2018. Not only are you making the cut this time, but you clinch the No.1 seed after a breakthrough season that sees you rise — or rather skyrocket — from No.91 to No.15 in the ATP rankings. You should have plenty of reasons to be happy with yourself, but somehow you were hoping to make the ‘real’ ATP Finals already. You’re a competitor, though, a supreme one at that, and you race through the Next Gen ATP Finals title without losing a match all week.
Fast forward to last week. This time, you’re part of the big, BIG world. You very deservedly clinched your spot within the top 8 players of 2019, which means you get to come back to London as a player. In a field ever-dominated by the three best players of all time — Federer, Nadal, Djokovic — you’re not expected to thrive further than the group stage. But you start off with a win against your nemesis, Medvedev, and suddenly your whole perspective changes and nothing feels too insurmountable anymore.
You then take down defending champion Zverev; battle out with Nadal for about three hours although you’re already qualified for the semis; put on a clinic to knock out Federer in straights the next day and make the final… against none other than Dominic Thiem, the same player you were putting on a pedestal just three years ago. Now you’re looking at him in the (London) eye.
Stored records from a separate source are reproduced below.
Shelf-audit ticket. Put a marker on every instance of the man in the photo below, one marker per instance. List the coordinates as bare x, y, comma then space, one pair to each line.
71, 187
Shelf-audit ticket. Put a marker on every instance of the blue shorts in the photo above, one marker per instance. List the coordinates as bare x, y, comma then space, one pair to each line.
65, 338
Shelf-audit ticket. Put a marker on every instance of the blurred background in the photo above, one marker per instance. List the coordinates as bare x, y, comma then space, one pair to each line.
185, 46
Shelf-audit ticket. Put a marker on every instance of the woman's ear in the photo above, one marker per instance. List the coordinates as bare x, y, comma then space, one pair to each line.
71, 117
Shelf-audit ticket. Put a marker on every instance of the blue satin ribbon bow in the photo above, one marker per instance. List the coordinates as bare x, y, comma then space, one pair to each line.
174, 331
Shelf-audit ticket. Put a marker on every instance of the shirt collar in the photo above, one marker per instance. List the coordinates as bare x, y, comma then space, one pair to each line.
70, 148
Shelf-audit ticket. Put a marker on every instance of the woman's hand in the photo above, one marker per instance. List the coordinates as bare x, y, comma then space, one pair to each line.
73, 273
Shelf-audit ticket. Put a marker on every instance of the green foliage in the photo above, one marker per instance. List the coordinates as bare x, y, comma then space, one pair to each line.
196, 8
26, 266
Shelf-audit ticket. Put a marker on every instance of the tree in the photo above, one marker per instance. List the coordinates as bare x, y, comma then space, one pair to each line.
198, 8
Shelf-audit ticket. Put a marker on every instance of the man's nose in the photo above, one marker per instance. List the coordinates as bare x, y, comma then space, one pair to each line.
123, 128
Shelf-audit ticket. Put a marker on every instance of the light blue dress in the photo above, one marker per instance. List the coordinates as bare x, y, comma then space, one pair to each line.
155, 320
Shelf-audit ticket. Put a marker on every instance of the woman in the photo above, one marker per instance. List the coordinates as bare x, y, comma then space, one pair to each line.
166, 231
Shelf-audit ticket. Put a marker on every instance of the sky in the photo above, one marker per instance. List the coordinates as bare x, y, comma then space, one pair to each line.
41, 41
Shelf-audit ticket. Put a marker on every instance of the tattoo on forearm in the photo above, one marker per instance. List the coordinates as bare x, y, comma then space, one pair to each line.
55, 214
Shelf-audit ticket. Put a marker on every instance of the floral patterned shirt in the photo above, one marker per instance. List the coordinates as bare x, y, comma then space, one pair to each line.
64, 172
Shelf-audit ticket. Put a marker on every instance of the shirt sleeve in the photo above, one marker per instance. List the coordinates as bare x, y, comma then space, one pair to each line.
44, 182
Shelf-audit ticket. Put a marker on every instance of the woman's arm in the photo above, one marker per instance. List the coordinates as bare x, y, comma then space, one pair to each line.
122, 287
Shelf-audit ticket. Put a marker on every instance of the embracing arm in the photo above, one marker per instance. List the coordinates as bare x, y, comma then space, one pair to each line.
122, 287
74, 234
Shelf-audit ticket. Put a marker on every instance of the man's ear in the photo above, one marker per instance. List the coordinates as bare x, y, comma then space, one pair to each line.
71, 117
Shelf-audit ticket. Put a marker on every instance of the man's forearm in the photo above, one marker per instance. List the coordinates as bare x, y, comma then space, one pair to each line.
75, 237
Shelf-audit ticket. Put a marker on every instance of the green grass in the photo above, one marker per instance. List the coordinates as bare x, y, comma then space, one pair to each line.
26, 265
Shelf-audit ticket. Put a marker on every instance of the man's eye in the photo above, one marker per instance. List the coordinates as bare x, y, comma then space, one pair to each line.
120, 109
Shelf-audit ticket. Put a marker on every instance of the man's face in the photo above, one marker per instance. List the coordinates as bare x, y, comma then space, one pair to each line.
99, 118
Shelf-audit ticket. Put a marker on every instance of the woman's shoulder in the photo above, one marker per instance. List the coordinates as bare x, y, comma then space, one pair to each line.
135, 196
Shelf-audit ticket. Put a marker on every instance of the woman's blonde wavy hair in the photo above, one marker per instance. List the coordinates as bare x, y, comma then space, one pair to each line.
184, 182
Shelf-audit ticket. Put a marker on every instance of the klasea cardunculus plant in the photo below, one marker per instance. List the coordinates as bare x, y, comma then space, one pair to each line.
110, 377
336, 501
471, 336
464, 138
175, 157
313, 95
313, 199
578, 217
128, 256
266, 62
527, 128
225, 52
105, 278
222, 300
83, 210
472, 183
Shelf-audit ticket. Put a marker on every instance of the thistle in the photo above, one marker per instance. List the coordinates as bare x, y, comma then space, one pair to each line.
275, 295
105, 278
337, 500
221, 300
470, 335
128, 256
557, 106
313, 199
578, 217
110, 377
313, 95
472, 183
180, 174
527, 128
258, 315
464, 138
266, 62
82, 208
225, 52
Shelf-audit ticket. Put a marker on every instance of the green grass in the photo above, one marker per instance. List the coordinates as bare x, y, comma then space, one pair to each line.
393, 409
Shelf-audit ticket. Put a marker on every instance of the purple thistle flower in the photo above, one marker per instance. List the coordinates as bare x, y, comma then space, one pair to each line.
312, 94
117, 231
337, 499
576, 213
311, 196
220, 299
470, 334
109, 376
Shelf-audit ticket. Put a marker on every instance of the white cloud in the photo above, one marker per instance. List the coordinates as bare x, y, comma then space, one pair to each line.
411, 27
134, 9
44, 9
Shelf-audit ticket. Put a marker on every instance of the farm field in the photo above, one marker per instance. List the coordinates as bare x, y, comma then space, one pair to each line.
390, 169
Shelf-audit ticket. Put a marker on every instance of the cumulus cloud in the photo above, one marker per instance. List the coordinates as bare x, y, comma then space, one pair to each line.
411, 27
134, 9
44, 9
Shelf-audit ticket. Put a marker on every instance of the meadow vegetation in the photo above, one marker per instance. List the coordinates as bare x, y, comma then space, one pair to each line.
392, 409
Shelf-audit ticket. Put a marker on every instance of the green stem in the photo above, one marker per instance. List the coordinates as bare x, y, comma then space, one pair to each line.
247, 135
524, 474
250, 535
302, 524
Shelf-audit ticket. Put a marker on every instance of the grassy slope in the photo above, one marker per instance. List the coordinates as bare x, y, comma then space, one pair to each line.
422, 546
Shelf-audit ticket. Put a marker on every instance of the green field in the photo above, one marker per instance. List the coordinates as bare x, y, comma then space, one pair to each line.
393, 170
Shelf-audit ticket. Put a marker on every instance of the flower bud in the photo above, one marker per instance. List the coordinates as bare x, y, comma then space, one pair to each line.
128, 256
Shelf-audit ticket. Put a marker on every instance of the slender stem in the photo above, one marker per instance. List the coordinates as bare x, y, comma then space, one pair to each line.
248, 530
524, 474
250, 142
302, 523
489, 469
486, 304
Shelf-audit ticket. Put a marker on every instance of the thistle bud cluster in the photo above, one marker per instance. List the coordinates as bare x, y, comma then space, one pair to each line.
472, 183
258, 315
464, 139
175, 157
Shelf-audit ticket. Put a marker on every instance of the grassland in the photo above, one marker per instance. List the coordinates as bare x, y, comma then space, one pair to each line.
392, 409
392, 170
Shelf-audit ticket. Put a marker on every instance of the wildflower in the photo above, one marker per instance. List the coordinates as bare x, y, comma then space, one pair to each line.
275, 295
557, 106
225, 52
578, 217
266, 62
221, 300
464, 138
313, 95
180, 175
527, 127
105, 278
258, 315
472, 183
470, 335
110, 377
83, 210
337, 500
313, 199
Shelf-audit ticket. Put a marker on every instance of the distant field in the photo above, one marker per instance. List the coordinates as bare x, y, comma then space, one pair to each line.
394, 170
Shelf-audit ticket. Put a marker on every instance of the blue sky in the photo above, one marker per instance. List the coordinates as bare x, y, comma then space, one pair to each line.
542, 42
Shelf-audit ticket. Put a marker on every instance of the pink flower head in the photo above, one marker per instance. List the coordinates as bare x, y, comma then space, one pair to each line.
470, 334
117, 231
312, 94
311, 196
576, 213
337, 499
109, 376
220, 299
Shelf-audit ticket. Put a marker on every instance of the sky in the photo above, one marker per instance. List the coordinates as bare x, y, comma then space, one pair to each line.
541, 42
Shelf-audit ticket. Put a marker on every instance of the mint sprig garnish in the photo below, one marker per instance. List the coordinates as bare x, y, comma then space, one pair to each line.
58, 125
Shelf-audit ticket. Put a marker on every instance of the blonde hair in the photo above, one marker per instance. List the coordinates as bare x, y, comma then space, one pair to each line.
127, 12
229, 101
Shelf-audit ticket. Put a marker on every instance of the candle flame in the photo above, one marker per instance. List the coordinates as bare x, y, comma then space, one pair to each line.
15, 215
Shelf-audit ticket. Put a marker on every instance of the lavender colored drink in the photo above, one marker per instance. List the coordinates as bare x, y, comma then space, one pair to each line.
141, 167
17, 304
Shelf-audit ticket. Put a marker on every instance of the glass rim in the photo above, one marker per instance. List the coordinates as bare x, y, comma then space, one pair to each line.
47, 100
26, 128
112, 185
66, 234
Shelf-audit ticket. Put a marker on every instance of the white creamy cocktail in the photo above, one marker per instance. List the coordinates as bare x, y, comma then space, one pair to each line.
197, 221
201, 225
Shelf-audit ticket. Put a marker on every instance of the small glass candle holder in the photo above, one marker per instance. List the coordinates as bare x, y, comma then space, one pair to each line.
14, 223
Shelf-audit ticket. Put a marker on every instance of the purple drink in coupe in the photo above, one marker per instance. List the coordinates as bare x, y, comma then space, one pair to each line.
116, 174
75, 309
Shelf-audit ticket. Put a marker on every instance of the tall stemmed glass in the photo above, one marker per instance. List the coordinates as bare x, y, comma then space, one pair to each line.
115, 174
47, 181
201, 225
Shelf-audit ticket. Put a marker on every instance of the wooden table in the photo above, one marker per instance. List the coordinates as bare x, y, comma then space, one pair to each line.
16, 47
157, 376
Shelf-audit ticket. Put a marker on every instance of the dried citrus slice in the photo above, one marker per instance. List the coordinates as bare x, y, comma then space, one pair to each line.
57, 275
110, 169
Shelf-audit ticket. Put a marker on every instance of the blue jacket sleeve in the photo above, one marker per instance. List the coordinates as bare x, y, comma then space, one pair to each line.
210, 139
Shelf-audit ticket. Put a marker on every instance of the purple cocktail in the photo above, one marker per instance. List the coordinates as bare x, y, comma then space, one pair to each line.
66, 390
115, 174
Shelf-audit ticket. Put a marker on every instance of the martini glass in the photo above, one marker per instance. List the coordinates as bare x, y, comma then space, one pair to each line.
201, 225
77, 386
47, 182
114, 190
Your whole Mouratoglou Academy team, bar Kerei Abakar (part-time tennis coach), is here to carry you to glory: Fred Lefevbre (fitness coach), Jérome Bianchi (physio) and Patrick Mouratoglou himself, the man who fell in awe with your potential in 2014 whilst watching a video of you on YouTube.
The final goes to the wire. Third-set tiebreak. Could it really have ended another way? You’re going bold and take an early 4-1 lead; blow it; then retake it, 6-4. Match point. You’re about to serve to win the event you were once invited at as hitting partner. Someone pinch you right now.
Your serve is unreturned. Your joy is uncontrollable. You fall down to your knees. It’s all over — this match, this tournament, this season, this script. At age 21, you’re the youngest debutant ATP Finals champion since 1978 (FORTY. ONE. YEARS.)
On the highway to success, most wait for the right exit. But you’re taking the Tsitsi-Fast lane.